Beyond the so-called role she played in the decade-long war, an often-overlooked aspect of Helen’s role in Homer’s epic poem was how her first appearance therein shows her engaged in the act of weaving.
“[Iris] came on Helen in the chamber: she was weaving a great web, a double folded cloak of crimson, and working into it the numerous struggles of Trojans, breakers of horses, and bronze-armoured Achaeans, struggles that they endured for her sake at the hands of the war god.”
The Iliad, Book 3
Herein, her capabilities are further emphasised by how she was shown weaving a “double-folded cloak of crimson” whereby its double-fold makes it a highly technical piece that is challenging to make. As such, even though the discourse surrounding Helen emphasizes her beauty and how she must be possessed, they obscure how she is a skilled weaver who is both able and willing to use her own skills.
It is important to note that Helen here is working on a tapestry such that she herself is also telling her own version of the story through the cloak she weaves. Of note here is the depiction of Helen through ekphrasis — being, the use of detailed description of a work of visual art as a literary device. This makes it clear that as Helen takes on the position of a bard who is working in a visual medium as opposed to oral verse, we can also see within the words of The Iliad a hint towards the gaps within the known myth, being Helen’s own untold story of the Trojan War. After all, the marginalised seldom had the privilege of accessing the scribbles and scrawls that we are so familiar with. As a response to their circumstances, they often had to tell stories in their own unique ways.
The Iliad builds upon this gap by showing how starkly different Helen’s story was from the stories told about her by the rest of the men. Even though she acknowledges that the armies were fighting for her, she retorts Homer’s blaming of her by attributing their sufferings to Ares, the god of war.

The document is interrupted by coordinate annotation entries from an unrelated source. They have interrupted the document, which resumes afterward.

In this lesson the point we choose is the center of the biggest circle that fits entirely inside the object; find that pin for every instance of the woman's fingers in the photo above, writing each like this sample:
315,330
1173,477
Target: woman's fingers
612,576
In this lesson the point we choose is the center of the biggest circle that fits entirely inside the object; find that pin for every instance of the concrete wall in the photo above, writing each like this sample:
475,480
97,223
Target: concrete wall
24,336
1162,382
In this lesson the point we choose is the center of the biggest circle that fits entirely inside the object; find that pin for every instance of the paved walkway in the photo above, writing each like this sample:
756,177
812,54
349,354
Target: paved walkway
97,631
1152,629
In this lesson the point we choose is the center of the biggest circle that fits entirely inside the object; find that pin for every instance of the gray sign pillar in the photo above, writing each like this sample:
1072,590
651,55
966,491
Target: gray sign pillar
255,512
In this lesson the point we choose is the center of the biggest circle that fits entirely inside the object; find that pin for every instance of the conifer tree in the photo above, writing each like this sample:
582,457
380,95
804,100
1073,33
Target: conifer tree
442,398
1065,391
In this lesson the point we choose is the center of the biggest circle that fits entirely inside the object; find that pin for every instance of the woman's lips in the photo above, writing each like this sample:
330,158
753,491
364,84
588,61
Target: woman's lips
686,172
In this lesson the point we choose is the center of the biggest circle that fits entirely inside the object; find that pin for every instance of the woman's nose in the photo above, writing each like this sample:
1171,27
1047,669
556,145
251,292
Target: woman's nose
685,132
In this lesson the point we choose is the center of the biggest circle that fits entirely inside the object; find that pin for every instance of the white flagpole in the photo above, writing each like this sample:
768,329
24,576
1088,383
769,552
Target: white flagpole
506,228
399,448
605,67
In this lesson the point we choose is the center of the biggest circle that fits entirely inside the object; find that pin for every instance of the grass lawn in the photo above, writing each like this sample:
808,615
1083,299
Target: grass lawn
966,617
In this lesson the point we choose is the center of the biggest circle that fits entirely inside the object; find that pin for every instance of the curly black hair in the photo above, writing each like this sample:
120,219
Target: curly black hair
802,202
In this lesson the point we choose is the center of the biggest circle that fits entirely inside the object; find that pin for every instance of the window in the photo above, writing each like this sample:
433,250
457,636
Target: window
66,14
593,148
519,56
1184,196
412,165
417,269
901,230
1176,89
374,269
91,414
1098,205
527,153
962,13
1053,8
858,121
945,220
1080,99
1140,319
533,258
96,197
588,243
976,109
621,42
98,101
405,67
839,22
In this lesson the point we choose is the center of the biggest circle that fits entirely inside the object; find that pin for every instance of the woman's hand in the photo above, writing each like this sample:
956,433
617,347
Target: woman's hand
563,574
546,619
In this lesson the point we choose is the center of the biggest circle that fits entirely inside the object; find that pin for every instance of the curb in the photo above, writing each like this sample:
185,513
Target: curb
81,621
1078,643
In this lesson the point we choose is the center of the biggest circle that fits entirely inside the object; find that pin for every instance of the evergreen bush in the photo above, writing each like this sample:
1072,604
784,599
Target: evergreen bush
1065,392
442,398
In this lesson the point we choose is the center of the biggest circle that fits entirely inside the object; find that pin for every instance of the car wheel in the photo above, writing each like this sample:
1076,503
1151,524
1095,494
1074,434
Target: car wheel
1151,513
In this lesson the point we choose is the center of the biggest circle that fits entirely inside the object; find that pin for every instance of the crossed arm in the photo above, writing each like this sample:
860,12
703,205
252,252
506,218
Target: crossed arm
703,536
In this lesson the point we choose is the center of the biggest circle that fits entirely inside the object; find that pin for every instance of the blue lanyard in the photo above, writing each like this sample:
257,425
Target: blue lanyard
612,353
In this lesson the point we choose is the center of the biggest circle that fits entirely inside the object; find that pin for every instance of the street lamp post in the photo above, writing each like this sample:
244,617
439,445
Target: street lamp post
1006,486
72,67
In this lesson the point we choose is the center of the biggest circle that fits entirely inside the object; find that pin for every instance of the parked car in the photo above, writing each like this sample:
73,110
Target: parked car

Between a god and a beautiful woman, whose story do we believe? As Helen neither returns to her weaving nor is the historical web mentioned again, questions arise as to whether the image of war she had created in The Iliad is literal or metaphorical.
Either way, is it even possible to ascertain the truth behind Helen’s claim when her story is told through a textile artefact that must be seen and felt in order to be truly understood, an elusive artefact that we never had access to? Can we even believe Homer’s claim as to what Helen is doing? Considering how Homer who tells the story of the Iliad is also supposedly blind or not a real person altogether, the impossibility of grasping Helen’s story through words alone is emphasised.
Beyond The Iliad, Helen also demonstrates the the significance of textiles to female narratives in The Odyssey as she gifts Telemachus with a cloak while mentioning the potential for handcrafted objects to immortalize those who have made them.
“And I too, dear child, have this gift to you, a monument to the hands of Helen, for your wife to wear, on the day of her very lovely wedding”
The Odyssey, Book 15
Aside from transgressing upon her husband’s position by bestowing upon Telemachus the last gift, a position which suggests that her gift is the best or most important, she also outdoes him for this cloak is the only garment in either epic to have its commemorative function expressly articulated. This is crucial as her gift is also a medium of exchange between her and another woman, demonstrating her capacity to navigate invisibly through the gaps within the established structures of power in order to create connections, not through texts, but textiles.
In considering both depictions of Helen together, the doubleness of her hands — possessed of the skill to commemorate and to destroy — may be observed. Even though these aspects of Helen are often downplayed or undermined, the power she wields as a female character in both of the Homeric texts cannot be ignored.
Instead of seeing Helen as nothing more than a pretty face, her presence as a charged figure who amplifies marginalised voices. Less more of such stories get lost through time, we should start paying closer attention to the different ways by which narratives are constructed.